Geochemistry database reader

cpgr commented 4 years ago

Thermodynamic database reader capability.

Two parts: 1) Some python utilities to convert GWB or EQ3/6 databases to JSON for easy reading. This includes some utilities that can be used to query the database in python that may be useful.

2) The database reader utility that finds all of the species specified by the user and returns all of the associated information for use in whatever classes.

fyi @WilkAndy

Note: the python unit tests aren't working properly as I haven't figured out how to fix the module importing part yet.

Refs #14897

WilkAndy commented 4 years ago

You beaut!

cpgr commented 4 years ago

I'll have to add to the documentation that I haven't read yet, but I'll just outline the working here.

Given a database (GWB or EQ3/6 format), the python converter works something like:

database_converter.py -i inputdb_in_gwb_format --format gwb -o moosedb.json

or

database_converter.py -i inputdb_in_eq36_format --format eq36 -o moosedb.json

There are some python functions in dbutils.py that can be used to query the database once it is in JSON format, like find all of the equilibrium species containing a given basis species, etc, things that are difficult to do by hand. I'll add something about these in the docs.

moosebuild commented 4 years ago

Job Documentation on 6045036 wanted to post the following:

View the site here

This comment will be updated on new commits.
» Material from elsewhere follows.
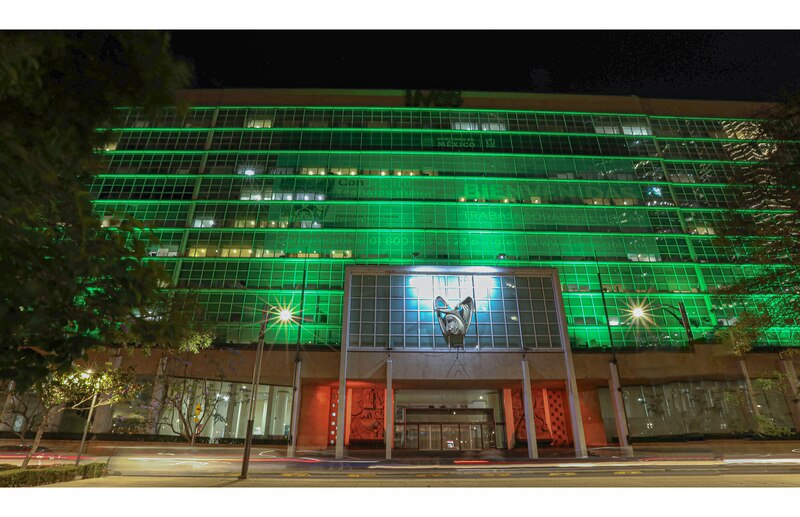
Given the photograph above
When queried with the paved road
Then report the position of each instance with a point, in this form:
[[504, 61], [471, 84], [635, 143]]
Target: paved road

cpgr commented 4 years ago

I can't figure out the python testing importing. I have the something like the following structure

python/
|-- database_converter.py
|-- __init__.py (empty)
|-- readers/
|    |-- gwb_reader.py
|    |-- __init__.py (empty)
|-- tests/
     |-- test_gwbreader.py

In python/tests/test_gwbreader.py I need to import python/readers/gwb_reader.py but I can't get it to work properly using

from readers import gwb_reader
from .readers import gwb_reader
import readers

etc.

I thought the __init__.py's should have made the top import statement work but it doesn't. Any suggestions appreciated.

WilkAndy commented 4 years ago

I'm making changes to your code - will issue a PR at some stage. One question - why have a ThermoDB when we populate it and then immediately just create a database dictionary from it? Why not create the database dictionary directly?

WilkAndy commented 4 years ago

Your import problem might be solved by my PR

cpgr commented 4 years ago

It makes it easier to subsequently change the output if required - we only need to change the dict in one file instead of all the readers

WilkAndy commented 4 years ago

OK, i understand what you mean

WilkAndy commented 4 years ago

After finishing last night (i issued a PR to your branch - hope i did that correctly) i realised that the current json format may not be optimal for the redox couples. Bethke specifies that the reaction for a redox species may include redox species that have already appeared in the file. So he's imagining we read the file in order. Most of the redox species are in equilibrium, and you therefore completely eliminate them from consideration by using their reaction. If we know the file order, that'll be easy, but the current python dict won't retain that order.

WilkAndy commented 4 years ago

I'm confused by Bethke's format. For instance

* i think this is a comment because it begins with an asterisk

but

* temperatures

appears to be a keyword indicating "temperatures are coming next". What is your interpretation, @cpgr ?

cpgr commented 4 years ago

I'm confused by Bethke's format. For instance
* i think this is a comment because it begins with an asterisk
but
* temperatures
appears to be a keyword indicating "temperatures are coming next". What is your interpretation, @cpgr ?

Yeah, it appears to be a comment sometimes but a keyword others.

cpgr commented 4 years ago

The redox couples in the gwb database are in alphabetical order, so there can't be an order dependency? Anyway, I think requiring an order in the database is a recipe for disaster and a probable source of hard to track down erroneous behaviour.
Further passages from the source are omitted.